The latest study published in the Australian and New Zealand Journal of Psychiary reveals older Australians as the country's primary consumers of antidepressant drugs, despite higher rates of depression observed among younger population.

The study by the University of Queensland showed prescription of antidepressant drug is highest for patients aged 85 and above, suggesting the drugs are prescibed for reasons other than for the treatment of diagnosed depressive disorders.

The analysis had looked into the Pharmaceutical Benefits Scheme prescription data for antidepressants from 2002 to 2007 that also included medications used for Australia's aged-care services.

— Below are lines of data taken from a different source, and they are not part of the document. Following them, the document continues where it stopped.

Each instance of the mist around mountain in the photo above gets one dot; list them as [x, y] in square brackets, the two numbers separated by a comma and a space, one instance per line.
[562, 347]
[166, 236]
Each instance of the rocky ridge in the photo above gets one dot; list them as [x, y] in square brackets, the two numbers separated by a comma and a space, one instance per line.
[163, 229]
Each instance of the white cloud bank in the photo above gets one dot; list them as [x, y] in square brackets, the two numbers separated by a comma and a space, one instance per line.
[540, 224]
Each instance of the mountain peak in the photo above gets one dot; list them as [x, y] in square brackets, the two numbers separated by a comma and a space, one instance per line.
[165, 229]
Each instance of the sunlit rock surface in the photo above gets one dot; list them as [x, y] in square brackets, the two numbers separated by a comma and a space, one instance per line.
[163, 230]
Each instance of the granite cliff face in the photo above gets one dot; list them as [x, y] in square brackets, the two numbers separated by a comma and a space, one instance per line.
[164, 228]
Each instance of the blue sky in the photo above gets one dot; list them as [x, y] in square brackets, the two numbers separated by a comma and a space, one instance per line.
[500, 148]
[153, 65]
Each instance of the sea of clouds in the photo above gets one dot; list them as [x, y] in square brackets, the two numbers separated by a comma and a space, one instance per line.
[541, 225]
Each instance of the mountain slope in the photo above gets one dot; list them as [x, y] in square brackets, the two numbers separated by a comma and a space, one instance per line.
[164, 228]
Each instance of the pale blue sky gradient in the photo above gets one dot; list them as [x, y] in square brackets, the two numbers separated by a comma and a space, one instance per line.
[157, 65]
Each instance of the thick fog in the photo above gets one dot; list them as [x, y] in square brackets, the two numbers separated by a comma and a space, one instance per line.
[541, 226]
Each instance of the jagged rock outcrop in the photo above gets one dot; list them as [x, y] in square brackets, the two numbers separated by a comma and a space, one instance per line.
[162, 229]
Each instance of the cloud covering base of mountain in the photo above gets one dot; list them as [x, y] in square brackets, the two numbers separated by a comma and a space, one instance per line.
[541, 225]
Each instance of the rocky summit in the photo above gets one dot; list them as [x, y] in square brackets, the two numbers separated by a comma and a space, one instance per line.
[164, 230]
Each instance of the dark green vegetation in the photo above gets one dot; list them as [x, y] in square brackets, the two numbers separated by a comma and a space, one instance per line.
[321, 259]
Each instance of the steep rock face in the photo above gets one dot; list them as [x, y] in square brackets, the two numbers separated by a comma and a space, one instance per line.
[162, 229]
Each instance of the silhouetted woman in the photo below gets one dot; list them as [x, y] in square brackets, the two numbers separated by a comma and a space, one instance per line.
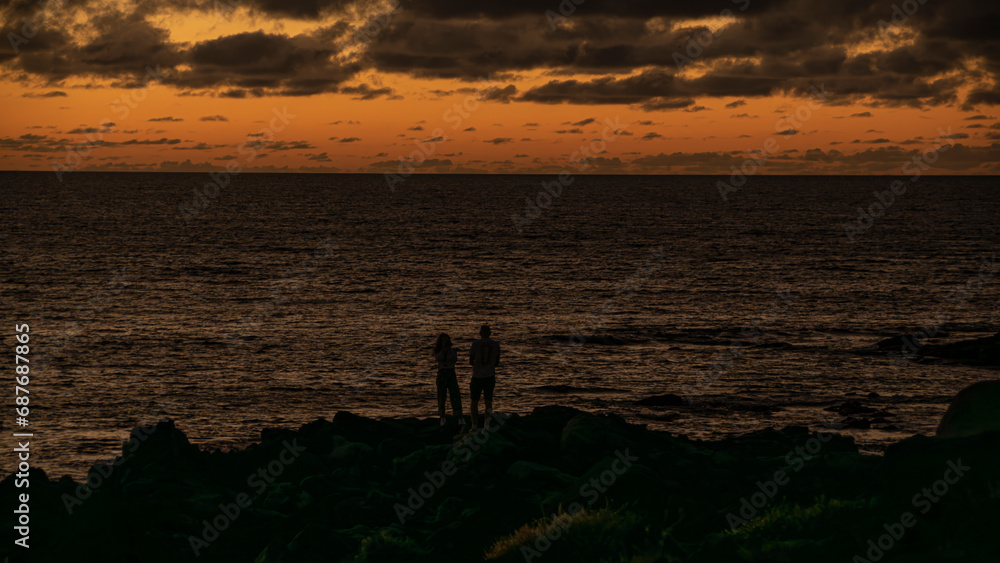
[447, 379]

Harvey Whiteford, Professor of Psychiatry and Population Health with the Queensland Centre for Mental Health Research said concerns have been raised due to the overprescription of antidepressants for older people.

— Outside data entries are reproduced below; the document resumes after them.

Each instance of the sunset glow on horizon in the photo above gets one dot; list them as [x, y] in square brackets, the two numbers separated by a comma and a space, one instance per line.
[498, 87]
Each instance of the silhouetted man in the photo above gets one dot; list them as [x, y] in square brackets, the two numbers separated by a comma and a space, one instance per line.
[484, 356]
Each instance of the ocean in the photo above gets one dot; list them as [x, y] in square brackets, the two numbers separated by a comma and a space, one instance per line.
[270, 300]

He says, These people may have multiple physical problems, they may have lost a spouse, may be in a nursing home, but to me, most of that is not depression.

Prof Whiteford said they should not be medicated and treated with drugs - the potent drugs should not be used as a treatment for emotional distress or insomnia, or other mild symptoms that are not supported as a criteria of a depressive or anxiety condition.

The problems faced by older Australians should be approached using psychological methods rather than pharmacologically, said Prof Whiteford.

The results from the national survey on mental health and anxiety disorders for 2007 were compared with the patterns of prescription nd it showed depression rates were significantly higher among Australians under 50 and with increasing age, the condition declines.

Dr Samantha Hollingworth, senior research fellow at the university's School of Population Health said while Australians under 50 have higher prevalence of depression and anxiety, the group receiving most antidepressant medication falls in the group of people over 85.